Comment avoir connaissance des projets en cours ? Rien de plus facile. La Brise a des oreilles aux quatre coins de la Corse. Francis lui-même se donne, multiplie les rendez-vous avec notaires et promoteurs […] quant aux grands groupes de BTP, ils mangent tous dans la main de la Brise qui traite directement avec les patrons […] en contrepartie (surveillance) de 10 à 30 % reversé en cash que l’entreprise sortira du néant grâce à une habile surfacturation. »

 

Hélène CONSTANTY et Yann PHILIPPIN 30 mai 2017 

« Un parfum de mafia autour de BTP corse » paru sur le site de Médiapart.

 

Extrait 

« Pierre Natali, selon nos informations, il a été mis en examen en 2015 par le juge d’instruction de Bastia Patrice Revel pour abus de biens sociaux, dans une affaire impliquant deux dangereux membres du banditisme corse. Rien n’a filtré dans la presse locale sur cette instruction judiciaire, close depuis mars 2017, qui devrait faire bientôt l’objet d’un renvoi devant le tribunal correctionnel de Bastia.

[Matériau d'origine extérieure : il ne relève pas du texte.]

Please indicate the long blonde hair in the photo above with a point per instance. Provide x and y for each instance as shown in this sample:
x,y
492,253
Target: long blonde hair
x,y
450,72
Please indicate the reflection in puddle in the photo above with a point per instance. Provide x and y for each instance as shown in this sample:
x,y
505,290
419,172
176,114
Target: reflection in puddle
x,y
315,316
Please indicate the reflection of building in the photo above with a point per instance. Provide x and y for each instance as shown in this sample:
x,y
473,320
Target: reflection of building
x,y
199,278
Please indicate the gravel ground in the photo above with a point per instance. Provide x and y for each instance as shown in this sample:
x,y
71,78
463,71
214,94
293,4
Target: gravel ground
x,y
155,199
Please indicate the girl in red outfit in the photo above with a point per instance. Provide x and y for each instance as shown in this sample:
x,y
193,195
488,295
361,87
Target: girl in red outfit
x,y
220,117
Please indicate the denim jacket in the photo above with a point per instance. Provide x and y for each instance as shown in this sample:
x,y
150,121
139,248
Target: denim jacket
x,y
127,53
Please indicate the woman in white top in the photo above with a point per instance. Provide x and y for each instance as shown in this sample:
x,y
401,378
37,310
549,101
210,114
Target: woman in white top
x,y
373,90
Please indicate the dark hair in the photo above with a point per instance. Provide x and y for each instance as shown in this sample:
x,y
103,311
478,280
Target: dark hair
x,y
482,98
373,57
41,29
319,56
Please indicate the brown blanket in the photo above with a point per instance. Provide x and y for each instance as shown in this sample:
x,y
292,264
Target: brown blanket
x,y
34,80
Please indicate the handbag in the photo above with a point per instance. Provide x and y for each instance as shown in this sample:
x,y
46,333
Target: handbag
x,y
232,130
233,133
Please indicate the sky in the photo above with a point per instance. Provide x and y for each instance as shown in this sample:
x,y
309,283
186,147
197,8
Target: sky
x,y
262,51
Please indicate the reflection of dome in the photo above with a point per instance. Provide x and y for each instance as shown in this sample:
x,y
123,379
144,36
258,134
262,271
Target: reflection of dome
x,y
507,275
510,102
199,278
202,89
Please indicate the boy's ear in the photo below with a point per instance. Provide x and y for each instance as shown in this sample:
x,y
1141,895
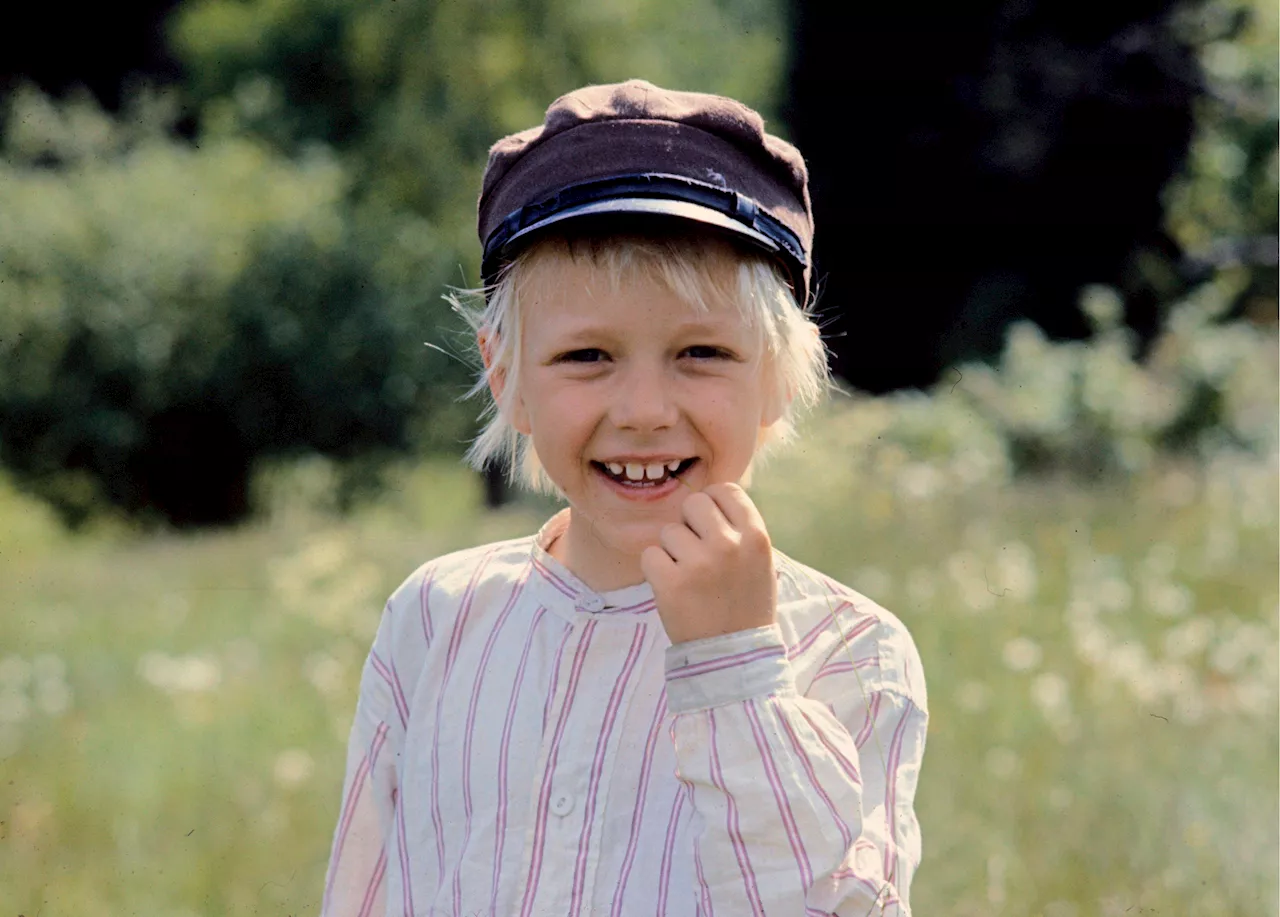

L’enquête est partie d’une initiative de la police judiciaire sur une série d’incendies criminels d’engins de travaux publics. Les policiers soupçonnent deux frères, Noël et Dominique Luciani, habitants du village de montagne d’Évisa en Haute-Corse, membres d’une fratrie de cinq, de se livrer à l’extorsion de fonds auprès d’entrepreneurs de travaux publics, qu’ils mettent sous pression en incendiant les engins sur les chantiers ou dans les entrepôts. Des pratiques typiquement mafieuses. Les faits sont rarement dénoncés par les victimes, qui craignent pour leur vie.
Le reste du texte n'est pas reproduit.